Linux compatibility won't help with this, it is for already compiled programs like skype or flash player.

You don't need to compile a custom kernel, I linked to that page because it explains how to get kernel sources.
ndis is a kernel module, you don't need to compile a custom kernel, but you need to compile ndis as kernel module. In order to do that, kernel sources are required.

If you do have kernel sources, then I don't know. Maybe other people have more experience with ndis.


----------



## Lego (Nov 27, 2008)

umkay, ok i checked my system and I do have the source installed.  and I have even tried this way:

http://dannyman.toldme.com/2005/01/05/freebsd-howto-ndisulate-windows-drivers/

This way worked up until i try to make && make install

make ndis_driver_data.h 

worked... so i believe because the file is there

make install ndis_driver_data.h  

gave me the error unable to stop just like when i use the ndisgen.

anyone?  would it just be easier to buy a card that is already supported??
oh yea.  it is reconized because i get this in the boot sequence:

pci1: <network, ethernet> at device 2.0 (no driver attached)

and this when I type pciconf -lv:

hdr=0x00
    vendor = 'Realteck Semiconductor'
    device = 'Extensible 802.11b/g Wireless Device
    class = network
    subclass = ethernet

I have disabled my onboard ethernet card in the bios. but it wasn't disabled when i installed freebsd could that be causing a conflict because i have found this in the boot sequence:

Mounting local file systems:
/etc/rc: WARNING: $hotname is not set -- see rc.conf(5).
net.inet6.ip6.auto_linklocal: 1 -> 0
lo0: flags=8049<UP,LOOPBACK,RUNNING,MULTICAST> metric 0 mtu 16384
       inet6 fe80::1%lo0 prefixlen 64 scopeid 0x2
       inet6 ::1 prefixlen 128
       inet 127.0.01 netmask 0xff000000
Additional routing options:.


----------



## Lego (Nov 27, 2008)

ok this is what it says:
# make ndis_driver_data.h && make install ndis_driver_data.h
'ndis_driver_data.h' is up to date
make: don't know how to make install. Stop


----------



## Lego (Nov 28, 2008)

would it just be easier to buy a wireless G/N card that is supported and just re-install bsd from scratch??  if so, what would you guys recommend in the range of wireless N or G cards that are supported. I would prefer an N since if im gunna buy another card may aswell get one for future use. but if no N cards are supported well I guess G will have to do.


----------



## Lego (Nov 28, 2008)

ok i've done some research and found a different way to compile it but now im gettin ga Trap 12 Error and a reboot when I try and load the kernel any ideas??


----------



## Lego (Nov 28, 2008)

http://dannyman.toldme.com/2005/01/0...ndows-drivers/

this is what i have done.... and i get the Trap 12 Error, now if you scroll down, some peole have said that the error is caused because of older drivers?  and need the new one... so i downloaded the new ones, but I can't get my usb to read  lol its great.  and theres a patch i need to install?  how do install that patch. when its just text pasted in the thread??


----------



## Djn (Nov 28, 2008)

That's a post from 2005, though - I'd be careful with applying 3 year old patches. 

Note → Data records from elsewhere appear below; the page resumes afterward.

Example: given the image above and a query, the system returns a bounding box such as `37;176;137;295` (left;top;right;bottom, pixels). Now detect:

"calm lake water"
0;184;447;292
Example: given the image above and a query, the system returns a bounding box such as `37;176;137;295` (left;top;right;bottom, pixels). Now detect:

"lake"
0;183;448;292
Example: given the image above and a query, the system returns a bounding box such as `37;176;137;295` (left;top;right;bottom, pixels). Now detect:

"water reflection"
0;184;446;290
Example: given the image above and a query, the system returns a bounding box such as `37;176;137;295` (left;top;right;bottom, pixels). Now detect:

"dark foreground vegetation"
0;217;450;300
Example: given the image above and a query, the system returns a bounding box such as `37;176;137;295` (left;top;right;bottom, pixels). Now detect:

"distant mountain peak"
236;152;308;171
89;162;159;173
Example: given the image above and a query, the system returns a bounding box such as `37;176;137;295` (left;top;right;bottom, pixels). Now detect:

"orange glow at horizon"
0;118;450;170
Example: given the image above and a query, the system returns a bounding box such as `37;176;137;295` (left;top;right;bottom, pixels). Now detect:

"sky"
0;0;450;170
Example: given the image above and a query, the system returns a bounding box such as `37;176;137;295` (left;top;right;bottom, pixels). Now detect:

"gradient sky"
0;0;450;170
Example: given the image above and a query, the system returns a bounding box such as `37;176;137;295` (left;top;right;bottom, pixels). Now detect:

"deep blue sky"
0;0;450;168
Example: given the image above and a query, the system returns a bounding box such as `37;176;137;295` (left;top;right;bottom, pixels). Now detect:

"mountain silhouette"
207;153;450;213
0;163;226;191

Generally speaking, buying a supported device is way easier (e.g. one of the ath-based cards that are known to work), but let's see ...

edit: Hmm, that patch is newer, and for 6.2 ; it might perhaps apply to 7.0 as well.
If you can copy that text into a text file and move it to FreeBSD, try 

```
patch < theFileWithThePatch
```
 when you're in the right directory.

Beware that if you use Notepad in windows to save it, it will have some extra characters in it (windows uses two characters to store a newline, FreeBSD one). You will have to remove them first, which can be done like this:

```
cat theFile | tr -d '\r' > newFile
```

However. Before you start patching ndiswrapper, I'd really appreciate if someone else could weigh in - is there anything obvious he should try first?


----------



## Lego (Nov 29, 2008)

I will try that as soon as i get my USB working & and someone can verify this..  That seems the only way to get it transfered at the moment.  But I need to try the info you gave me for that first   Thanks again.


----------



## jmhet42 (Dec 2, 2008)

I've been watching this hoping for a solution.   I have a Trendnet TEW-423PI, same realtek chip.   I also got to the point of the Trap 12 error, and the patch didn't work for me on 6.4-release.

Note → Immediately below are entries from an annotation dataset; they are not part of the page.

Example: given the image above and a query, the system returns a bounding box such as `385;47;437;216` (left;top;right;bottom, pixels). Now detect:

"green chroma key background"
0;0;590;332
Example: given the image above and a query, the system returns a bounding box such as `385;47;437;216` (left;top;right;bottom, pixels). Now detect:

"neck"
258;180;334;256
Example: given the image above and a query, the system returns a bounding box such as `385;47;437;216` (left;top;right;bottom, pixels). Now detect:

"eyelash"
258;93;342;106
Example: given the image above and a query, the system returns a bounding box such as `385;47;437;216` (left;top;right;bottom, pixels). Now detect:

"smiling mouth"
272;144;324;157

I think I'll just buy an Atheros chipset card. :\


----------



## Lego (Dec 3, 2008)

well Djn said he was gunna try and fix the script for me, so if it works for me I'll post it and how to install it.


----------



## richardpl (Dec 3, 2008)

Oh my god. You really should _READ_ handbook. You must have correct kernel sources to be able to build module.
The only _correct_ way to do this is to use ndisgen(8)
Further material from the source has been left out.